We acknowledge the issues raised regarding the color preservation in Figure 7, where certain edits, like "place the cat above," were not fully captured by our model. We have provided an extended limitations discussion to include more examples like this, where certain fine-grained details or semantic richness were not fully preserved. Additionally, we are addressing the issues causing these artifacts, which are largely due to the backbone model's capacity and the inherent challenges in handling complex image semantics.

A10

As confirmed, the submission of supplementary material alongside the main paper was in accordance with the conference's submission guidelines. Thank you for your detailed review.

评论

Dear Reviewer,

Thank you very much for your thorough and constructive feedback. To save your time, we summarize our rebuttal as follows:

  1. Baseline model and training details: Our diffusion transformer is based on the FLUX.1-dev pretrained model and fine-tuned with LoRA on our dataset. Training and architecture details are now included in the revision.
  2. Comparison with new text-based methods: We added the SOTA method Flux-Kontext as a text-based editing baseline. Results show LoongX achieves complementary improvements over text-only approaches, clarifying the performance gap and potential for multimodal fusion.
  3. User study: A human evaluation was conducted (10 annotators, double-blind), confirming our method’s advantage in both editability and content preservation.
  4. Evaluation setup and task details: We expanded descriptions of editing tasks and included more details on failure cases in the supplementary material.
  5. Limitations and scalability: We discussed limitations (e.g., abstract or ambiguous edits) and clarified model scalability using the FLUX backbone.
  6. Quantitative evaluation coverage: We detailed the specific editing tasks evaluated (e.g., global texture, object removal, background changes) and provided results for key metrics, as requested.
  7. Supplementary material: Submission format follows the conference policy, with all supporting details provided for clarity.

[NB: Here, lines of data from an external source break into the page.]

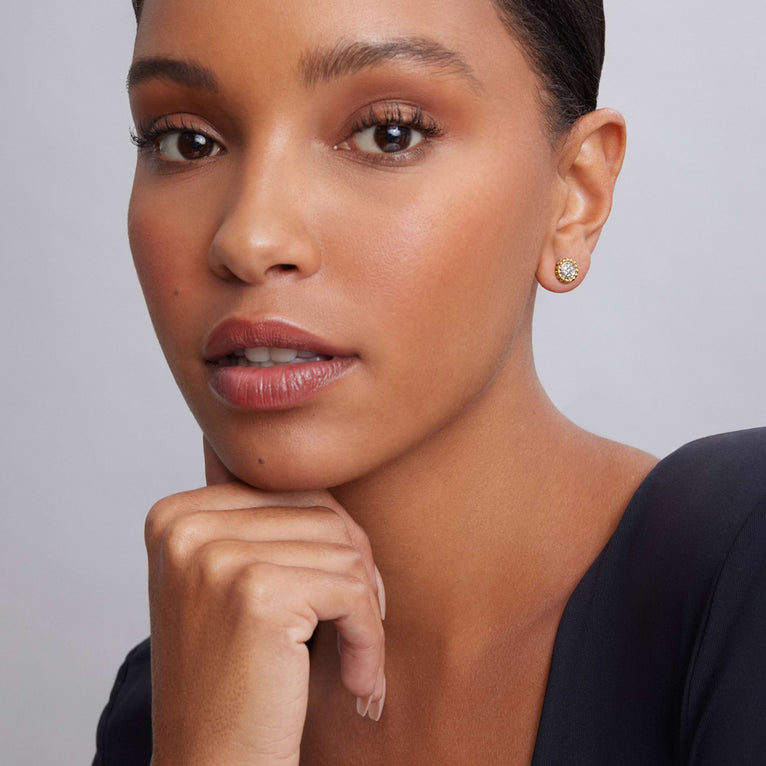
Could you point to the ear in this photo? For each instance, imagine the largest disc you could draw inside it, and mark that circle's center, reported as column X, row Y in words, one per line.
column 590, row 161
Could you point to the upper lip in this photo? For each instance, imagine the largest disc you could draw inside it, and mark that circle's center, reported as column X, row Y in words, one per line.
column 236, row 333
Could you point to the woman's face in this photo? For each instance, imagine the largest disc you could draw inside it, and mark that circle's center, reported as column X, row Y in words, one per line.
column 377, row 175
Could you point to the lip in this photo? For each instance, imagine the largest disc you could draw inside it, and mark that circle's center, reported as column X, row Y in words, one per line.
column 236, row 333
column 271, row 388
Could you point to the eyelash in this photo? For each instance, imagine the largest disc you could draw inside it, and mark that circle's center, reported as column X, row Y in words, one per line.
column 147, row 135
column 392, row 114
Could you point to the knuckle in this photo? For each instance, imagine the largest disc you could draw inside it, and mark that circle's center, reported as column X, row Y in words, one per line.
column 210, row 563
column 356, row 563
column 162, row 513
column 358, row 589
column 255, row 588
column 334, row 523
column 179, row 540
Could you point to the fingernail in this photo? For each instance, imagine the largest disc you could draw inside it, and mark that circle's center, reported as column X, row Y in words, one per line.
column 381, row 594
column 363, row 705
column 376, row 708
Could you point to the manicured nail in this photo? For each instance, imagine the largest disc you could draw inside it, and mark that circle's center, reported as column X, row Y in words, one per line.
column 363, row 705
column 376, row 708
column 381, row 594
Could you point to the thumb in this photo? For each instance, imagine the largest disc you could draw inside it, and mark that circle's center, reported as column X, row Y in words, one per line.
column 215, row 471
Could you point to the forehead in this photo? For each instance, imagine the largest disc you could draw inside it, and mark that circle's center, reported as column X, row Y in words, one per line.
column 272, row 36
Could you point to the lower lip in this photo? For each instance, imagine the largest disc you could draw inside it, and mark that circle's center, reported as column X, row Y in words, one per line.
column 276, row 388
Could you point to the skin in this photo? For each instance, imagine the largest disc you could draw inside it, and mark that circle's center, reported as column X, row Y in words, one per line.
column 438, row 457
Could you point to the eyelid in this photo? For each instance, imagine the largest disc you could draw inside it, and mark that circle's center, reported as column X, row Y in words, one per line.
column 406, row 114
column 149, row 131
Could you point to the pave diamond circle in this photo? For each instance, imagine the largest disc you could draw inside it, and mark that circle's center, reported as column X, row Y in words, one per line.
column 567, row 271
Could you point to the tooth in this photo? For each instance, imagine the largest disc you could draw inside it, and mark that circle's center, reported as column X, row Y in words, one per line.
column 260, row 354
column 282, row 355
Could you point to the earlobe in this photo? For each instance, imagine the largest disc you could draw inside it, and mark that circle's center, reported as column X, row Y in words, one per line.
column 590, row 160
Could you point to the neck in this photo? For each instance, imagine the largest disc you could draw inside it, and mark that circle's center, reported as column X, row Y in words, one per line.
column 463, row 524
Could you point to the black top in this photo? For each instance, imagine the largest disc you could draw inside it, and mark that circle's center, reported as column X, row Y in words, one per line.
column 660, row 655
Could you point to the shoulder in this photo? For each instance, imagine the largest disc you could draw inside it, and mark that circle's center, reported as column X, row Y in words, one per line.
column 124, row 735
column 690, row 508
column 661, row 651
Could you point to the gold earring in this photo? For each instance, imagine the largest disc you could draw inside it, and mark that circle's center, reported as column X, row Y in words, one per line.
column 567, row 270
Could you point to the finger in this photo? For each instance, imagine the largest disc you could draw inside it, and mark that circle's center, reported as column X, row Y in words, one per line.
column 350, row 604
column 220, row 560
column 215, row 471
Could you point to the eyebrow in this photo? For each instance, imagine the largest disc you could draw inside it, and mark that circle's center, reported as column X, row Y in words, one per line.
column 345, row 58
column 184, row 72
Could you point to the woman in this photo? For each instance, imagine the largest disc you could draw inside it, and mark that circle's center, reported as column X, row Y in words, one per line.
column 340, row 217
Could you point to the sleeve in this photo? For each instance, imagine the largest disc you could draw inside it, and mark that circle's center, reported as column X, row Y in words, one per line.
column 124, row 733
column 725, row 701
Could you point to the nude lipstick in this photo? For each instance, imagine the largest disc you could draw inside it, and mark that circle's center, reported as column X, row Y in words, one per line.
column 271, row 364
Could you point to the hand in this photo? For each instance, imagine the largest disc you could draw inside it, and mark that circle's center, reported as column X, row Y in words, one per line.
column 238, row 580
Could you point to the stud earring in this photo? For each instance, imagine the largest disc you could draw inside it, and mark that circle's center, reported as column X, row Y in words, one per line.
column 567, row 270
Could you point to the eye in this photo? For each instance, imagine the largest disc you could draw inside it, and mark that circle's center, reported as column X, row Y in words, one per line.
column 387, row 138
column 185, row 145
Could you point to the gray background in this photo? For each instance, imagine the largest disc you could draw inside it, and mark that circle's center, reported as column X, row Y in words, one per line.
column 664, row 342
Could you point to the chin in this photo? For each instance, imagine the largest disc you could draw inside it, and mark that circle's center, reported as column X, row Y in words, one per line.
column 280, row 468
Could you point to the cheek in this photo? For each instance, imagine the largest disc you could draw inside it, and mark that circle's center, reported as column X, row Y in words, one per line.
column 448, row 272
column 167, row 237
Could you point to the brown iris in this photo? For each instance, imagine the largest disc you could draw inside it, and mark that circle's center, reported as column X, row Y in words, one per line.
column 392, row 138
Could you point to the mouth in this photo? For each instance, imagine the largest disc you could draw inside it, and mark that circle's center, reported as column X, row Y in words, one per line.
column 284, row 366
column 265, row 356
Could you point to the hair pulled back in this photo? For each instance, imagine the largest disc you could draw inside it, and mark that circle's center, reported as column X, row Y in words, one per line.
column 564, row 43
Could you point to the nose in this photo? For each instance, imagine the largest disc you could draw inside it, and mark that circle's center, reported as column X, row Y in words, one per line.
column 263, row 233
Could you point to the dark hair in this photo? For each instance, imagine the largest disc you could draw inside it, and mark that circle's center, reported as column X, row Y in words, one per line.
column 564, row 43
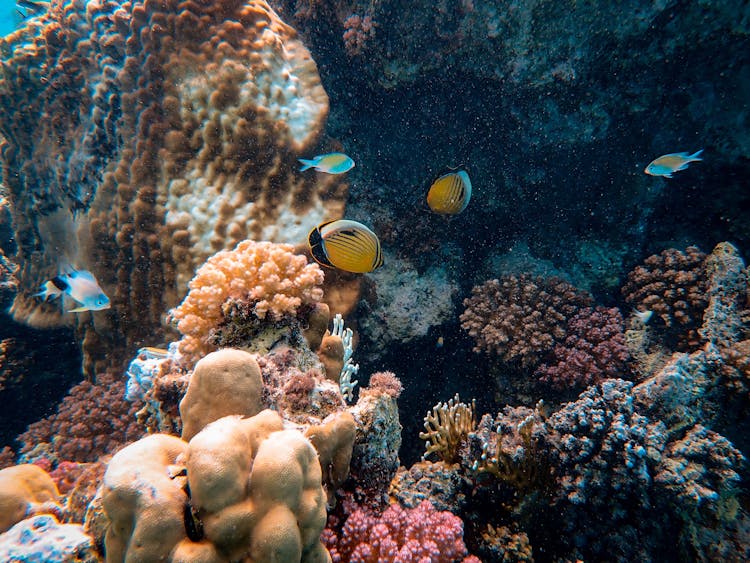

All revised and new materials, including extended results, additional comparisons, and supplementary analyses, have been incorporated to address your points. We hope these clarifications and enhancements meet your expectations and further demonstrate the methodological soundness and transparency of our work.

Looking forward to your feedback!

评论

Thanks to the authors for the detailed rebuttal and the supplementary experiments (presented despite the time limitation for the rebuttal). In addition to the experiments, my concerns towards the reported metrics have also been addressed, along with the experiment details. The authors are strongly encouraged to include such experiments and details in the camera-ready version, and qualitative examples with different backbones. Just like my preliminary justification, I believe this work is impactful in terms of achieving multimodal representations for editing task, whereas I keep my score as positive.

评论

Dear Reviewer,

We are deeply grateful for your encouraging words and constructive suggestions. Your positive assessment of our work and recognition of its impact on multimodal editing mean a great deal to us.

We sincerely appreciate your acknowledgment of the additional experiments and clarifications, and as advised, we will include extended results, detailed setups, and qualitative comparisons with different backbones in the final version.

Thank you again for your thoughtful engagement and kind support!

Warm Regards,

The Authors

最终决定

This paper introduces LoongX, an image editing system conditioned on neural and speech signals. The authors collect a multimodal dataset (EEG, fNIRS, PPG, motion, speech) and show that these signals can guide editing, extending beyond text prompts. Ablations reveal contributions of different brain regions.

The rebuttal addressed concerns about metrics and experiment details with additional evidence. While some design choices could be refined, the contribution is clear and novel. This is a valuable step toward multimodal human–AI interaction for editing. Therefore, the paper is recommended for acceptance.